Polemik penyaluran Program Indonesia Pintar (PIP) di SMK Perikanan Global Pratama tepat di desa dowora, kecamatan gane barat selatan kabupaten Halmahera selatan, provinsi Maluku utara kerap mendapat perhatian publik. Selasa(3/Februari-2026)
Dana Program Indonesia Pintar ( PIP ) bertujuan untuk membantu anak-anak usia sekolah bagi keluarga prasejahtera, agar mendapatkan pelayanan pendidikan maksimal, serta meringankan biaya pendidikan peserta didik, tetapi sebaliknya mantan kepala sekolah SMK Dowora Kalamun Ilyas,-diduga mengambil dana bantuan PIP untuk kepentingan pribadi,(memperkaya diri sendiri).
Dana bantuan PIP yang seharusnya untuk membantu siswa seperti membeli perlengkapan sekolah namun, kerap digelapkan oleh oknum sekolah, Kalamun Ilyas S.Pd.,mantan Kepsek SMK, P.GP Dowora, yang sekarang menjabat Sebagai Bendahara Dinas ( BADINAS) kabupaten Halmahera Selatan.
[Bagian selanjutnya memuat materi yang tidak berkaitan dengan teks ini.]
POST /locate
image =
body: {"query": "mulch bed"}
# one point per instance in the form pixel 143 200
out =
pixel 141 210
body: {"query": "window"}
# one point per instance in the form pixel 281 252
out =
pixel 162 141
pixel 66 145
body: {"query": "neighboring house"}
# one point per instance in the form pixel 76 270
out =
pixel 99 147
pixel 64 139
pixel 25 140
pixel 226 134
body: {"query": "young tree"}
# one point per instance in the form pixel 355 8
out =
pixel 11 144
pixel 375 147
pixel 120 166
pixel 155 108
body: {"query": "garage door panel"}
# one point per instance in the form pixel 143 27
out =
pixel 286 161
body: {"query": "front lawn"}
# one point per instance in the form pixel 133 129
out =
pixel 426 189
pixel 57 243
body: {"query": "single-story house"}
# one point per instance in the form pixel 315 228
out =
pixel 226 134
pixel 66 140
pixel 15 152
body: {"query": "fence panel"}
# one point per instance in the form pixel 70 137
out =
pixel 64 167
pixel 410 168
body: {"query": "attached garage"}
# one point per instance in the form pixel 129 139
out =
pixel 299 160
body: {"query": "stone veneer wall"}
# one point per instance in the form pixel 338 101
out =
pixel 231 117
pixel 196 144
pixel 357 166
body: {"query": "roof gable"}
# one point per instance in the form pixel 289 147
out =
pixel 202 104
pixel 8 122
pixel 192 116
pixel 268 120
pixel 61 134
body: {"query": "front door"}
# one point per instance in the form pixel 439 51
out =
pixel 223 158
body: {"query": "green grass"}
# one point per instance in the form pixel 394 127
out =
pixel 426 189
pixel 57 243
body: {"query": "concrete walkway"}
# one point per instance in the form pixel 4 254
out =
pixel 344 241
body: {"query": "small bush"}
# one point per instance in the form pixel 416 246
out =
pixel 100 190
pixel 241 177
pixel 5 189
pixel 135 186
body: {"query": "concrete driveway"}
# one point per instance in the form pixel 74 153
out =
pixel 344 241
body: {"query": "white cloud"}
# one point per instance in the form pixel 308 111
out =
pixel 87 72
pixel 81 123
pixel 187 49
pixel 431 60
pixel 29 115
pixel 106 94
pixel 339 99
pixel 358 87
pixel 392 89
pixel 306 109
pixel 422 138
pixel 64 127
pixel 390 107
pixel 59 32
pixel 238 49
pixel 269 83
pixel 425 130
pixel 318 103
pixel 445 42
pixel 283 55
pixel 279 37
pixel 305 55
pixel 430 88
Selain itu, Setelah dikonfirmasi kepada wartawan Redmol.id-pihak yg bersangkutan(kalamun ilyas),pada jumat sore pkl,18:42: tgl (30/01/2026), Lewat chat Whatsapp dan telefon Keteragan yang diberikan oleh kalamun ilyas,bahwa;
"Saya sudah memberikan freaming/informasi kepada orang tua wali murid, bahwa uang PIP digunakan untuk kebutuhan sekolah misalnya: (praktikum), baju baret(PDA), dan biaya praktek(PKL).-ucapnya
namun setelah investigasi dilakukan oleh wartawan Redmol.id kepada sala satu orang tua wali murid,yang enggan disebut namanya, bahwa perkataan itu hoaks dan tidak benar sama sekali, bahkan uang praktikum/PKL dan PDA, para siswa masi di libatkan sebesar 1jt(satu juta) dalam melaksankan praktek kerja lapangan(PKL) dan uang Baret(PDA) pertanyaannya: Dana Bos dikemanakan sehingga uang PIP masi direkrut/di ambil oleh oknum mantan kepala sekolah,.kalamun Ilyas. tegasnya.
Baca Juga
Sebagai orang tua wali murid yang seharusnya mendapatkan Dana Bantuan Program Indonesia Pintar (PIP), namun direkrut oleh oknum mantan kepsek SMK, dengan ini sangat mengharapkan kepada KADINAS, Pendidikan untuk menindaklanjuti persoalan ini.-
lebih lanjut dan jika diperlukan, bisa melibatkan Aparat Penegak Hukum (APH) untuk menjadi pintu masuk guna penyelidikan kasus PIP di SMK. P yang di lakukan oleh oknum mantan kepsek SMK Dowora Kalamun Ilyas.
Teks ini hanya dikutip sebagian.